I am trying to compare two large datasets from a SQL query. Right now the SQL query is done externally and the results from each dataset is saved into its own csv file. My little C# console application loads up the two text/csv files and compares them for differences and saves the differences to a text file.
Its a very simple application that just loads all the data from the first file into an arraylist and does a .compare() on the arraylist as each line is read from the second csv file. Then saves the records that don't match.
The application works but I would like to improve the performance. I figure I can greatly improve performance if I can take advantage of the fact that both files are sorted, but I don't know a datatype in C# that keeps order and would allow me to select a specific position. Theres a basic array, but I don't know how many items are going to be in each list. I could have over a million records. Is there a data type available that I should be looking at?
If data in both of your CSV files is already sorted and have the same number of records, you could skip the data structure entirely and do in-place analysis.

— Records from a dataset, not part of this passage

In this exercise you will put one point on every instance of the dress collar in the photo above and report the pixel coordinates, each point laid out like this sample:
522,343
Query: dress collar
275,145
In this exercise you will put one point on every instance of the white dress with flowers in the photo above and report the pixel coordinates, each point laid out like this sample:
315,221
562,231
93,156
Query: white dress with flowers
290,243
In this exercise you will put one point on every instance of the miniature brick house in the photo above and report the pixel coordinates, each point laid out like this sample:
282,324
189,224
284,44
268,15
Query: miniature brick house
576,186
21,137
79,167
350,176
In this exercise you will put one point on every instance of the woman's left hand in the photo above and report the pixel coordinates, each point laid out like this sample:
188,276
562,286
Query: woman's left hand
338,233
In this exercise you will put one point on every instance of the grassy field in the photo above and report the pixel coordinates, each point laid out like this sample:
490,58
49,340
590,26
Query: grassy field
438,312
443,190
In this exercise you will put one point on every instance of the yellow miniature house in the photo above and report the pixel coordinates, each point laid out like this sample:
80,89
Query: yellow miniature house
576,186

StreamReader one = new StreamReader("C:\file1.csv");
StreamReader two = new StreamReader("C:\file2.csv");
String lineOne;
String lineTwo;
StreamWriter differences = new StreamWriter("Output.csv");
while (!one.EndOfStream)
{
lineOne = one.ReadLine();
lineTwo = two.ReadLine();
// do your comparison.
bool areDifferent = true;
if (areDifferent)
differences.WriteLine(lineOne + lineTwo);
}
one.Close();
two.Close();
differences.Close();
System.Collections.Specialized.StringCollection allows you to add a range of values and, using the .IndexOf(string) method, allows you to retrieve the index of that item.
That being said, you could likely just load up a couple of byte[] from a filestream and do byte comparison... don't even worry about loading that stuff into a formal datastructure like StringCollection or string[]; if all you're doing is checking for differences, and you want speed, I would wreckon byte differences are where it's at.

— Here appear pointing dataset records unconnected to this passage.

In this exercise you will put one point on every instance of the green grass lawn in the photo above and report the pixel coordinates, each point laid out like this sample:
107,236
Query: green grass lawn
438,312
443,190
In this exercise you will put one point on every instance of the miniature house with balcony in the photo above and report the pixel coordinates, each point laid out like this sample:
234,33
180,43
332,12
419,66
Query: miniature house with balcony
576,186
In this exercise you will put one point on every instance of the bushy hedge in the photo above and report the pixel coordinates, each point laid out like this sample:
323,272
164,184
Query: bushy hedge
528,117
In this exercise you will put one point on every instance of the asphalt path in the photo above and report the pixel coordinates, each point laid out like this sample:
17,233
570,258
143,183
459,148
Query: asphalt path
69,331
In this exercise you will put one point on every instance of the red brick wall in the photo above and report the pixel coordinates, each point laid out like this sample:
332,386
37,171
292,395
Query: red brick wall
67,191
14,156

This is an adaptation of David Sokol's code to work with varying number of lines, outputing the lines that are in one file but not the other:
StreamReader one = new StreamReader("C:\file1.csv");
StreamReader two = new StreamReader("C:\file2.csv");
String lineOne;
String lineTwo;
StreamWriter differences = new StreamWriter("Output.csv");
lineOne = one.ReadLine();
lineTwo = two.ReadLine();
while (!one.EndOfStream || !two.EndOfStream)
{
if(lineOne == lineTwo)
{
// lines match, read next line from each and continue
lineOne = one.ReadLine();
lineTwo = two.ReadLine();
continue;
}
if(two.EndOfStream || lineOne < lineTwo)
{
differences.WriteLine(lineOne);
lineOne = one.ReadLine();
}
if(one.EndOfStream || lineTwo < lineOne)
{
differences.WriteLine(lineTwo);
lineTwo = two.ReadLine();
}
}
Standard caveat about code written off the top of my head applies -- you may need to special-case running out of lines in one while the other still has lines, but I think this basic approach should do what you're looking for.
Well, there are several approaches that would work. You could write your own data structure that did this. Or you can try and use SortedList. You can also return the DataSets in code, and then use .Select() on the table. Granted, you would have to do this on both tables.
You can easily use a SortedList to do fast lookups. If the data you are loading is already sorted, insertions into the SortedList should not be slow.
If you are looking simply to see if all lines in FileA are included in FileB you could read it in and just compare streams inside a loop.
File 1
Entry1
Entry2
Entry3
File 2
Entry1
Entry3
You could loop through with two counters and find omissions, going line by line through each file and see if you get what you need.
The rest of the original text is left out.